Many high-profile human viruses known for triggering major outbreaks, including coronaviruses and the Zika virus, belong to a group known as “positive-strand RNA viruses”. Some of the viruses in this group use a particular method to produce proteins involving making short molecules of RNA (ribonucleic acid) that carry instructions for specific proteins. To determine whether a virus uses this method we need to identify these molecules, but the lab experiments needed to do this can be expensive and time-consuming. Instead, Katy proposed using AI classification methods to automatically detect them in datasets containing information about the RNA molecules present in a sample – known as RNA sequencing datasets. Almost five million datasets of this type are publicly available from a diverse range of organisms, from humans to insects. Although usually collected for other purposes, many of these datasets contain infecting viruses, providing a vast amount of potential data to study.
Katy successfully applied for funding from the C2D3 Early Career Researcher Seed Fund to host Purav Gupta, an undergraduate student from the University of Toronto, during the summer of 2024. Together they developed a tool to automatically download, process and filter datasets from online repositories and an algorithm to detect these short RNA molecules. Starting with data from cells deliberately infected with one of four common human viruses, they were able to accurately determine whether a virus uses this method to produce proteins in 89% of tested cases.
As well as kick-starting this important piece of research, the funding enabled Katy to build skills in project and grant management and gain experience as a primary supervisor. Katy highlighted that hosting a summer student is a great way to build a collaboration with another research group and passed on an important lesson learned.... it takes longer than you think to organise the logistics of hosting a visiting student – start early!
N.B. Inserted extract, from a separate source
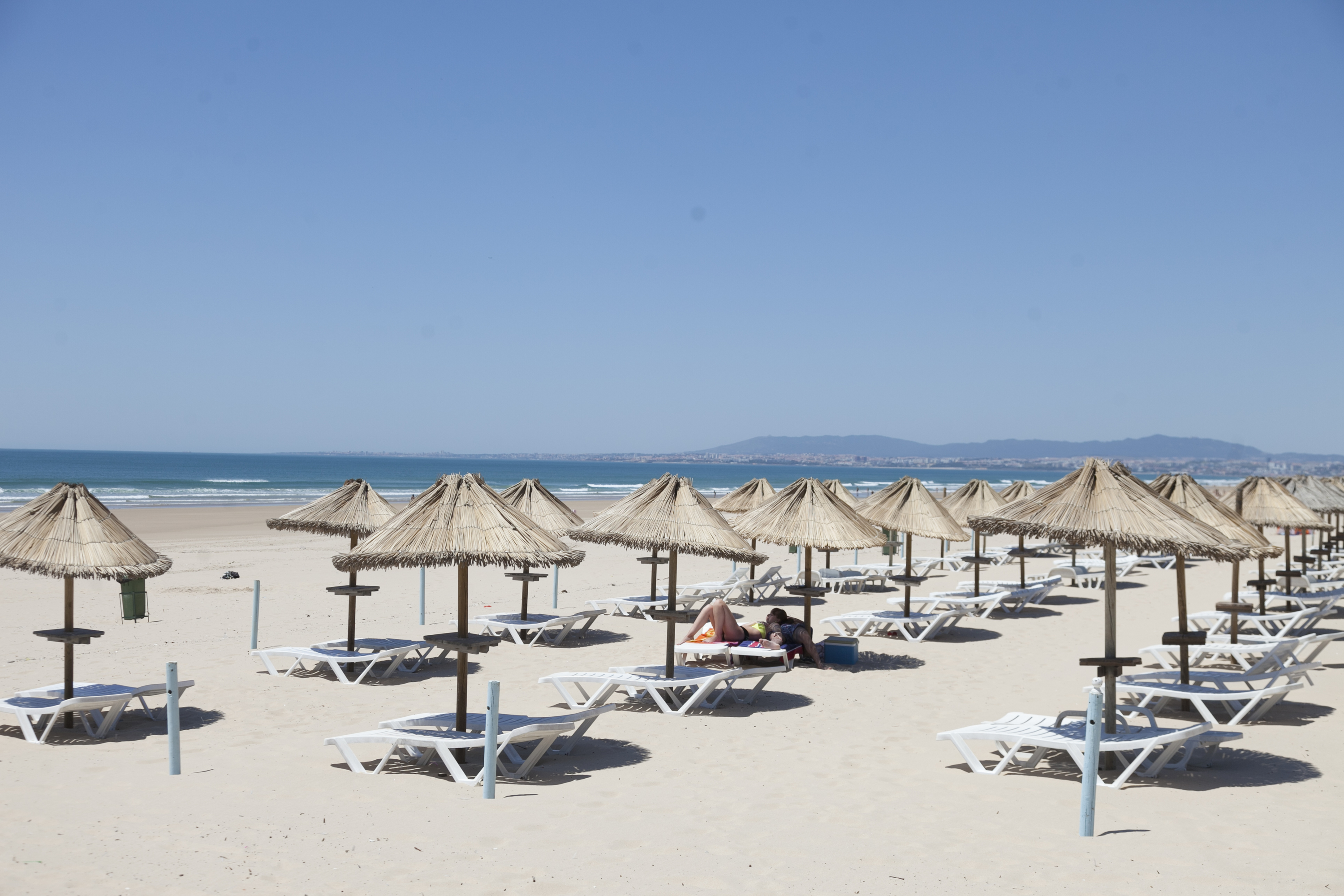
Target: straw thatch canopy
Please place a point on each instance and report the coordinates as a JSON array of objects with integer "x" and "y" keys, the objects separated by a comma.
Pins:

Purav said the following about his experience: “It’s been an incredible summer working at the Firth Lab, a computational virology lab, where I developed an automated pipeline to analyze transcriptomic data for detecting viral subgenomic RNAs. This project pushed me in all the best ways, allowing me to refine my skills in bioinformatics and computational biology while contributing to meaningful research in virology."
What’s next?
Following Purav’s visit, they are continuing to refine their scripts and test them on a wider variety of datasets moving from cells deliberately infected with known viruses to “wild” samples collected for different purposes. Interestingly, data from mosquitoes rather than humans can be used to investigate certain human viruses…. a bonus as mosquito data comes with far fewer privacy concerns!
They are now developing these scripts into an open-source tool that others can use. Looking ahead, they hope it will help researchers quickly analyse newly discovered viruses, rapidly increasing our understanding of how they operate and helping us to prepare for future viral outbreaks.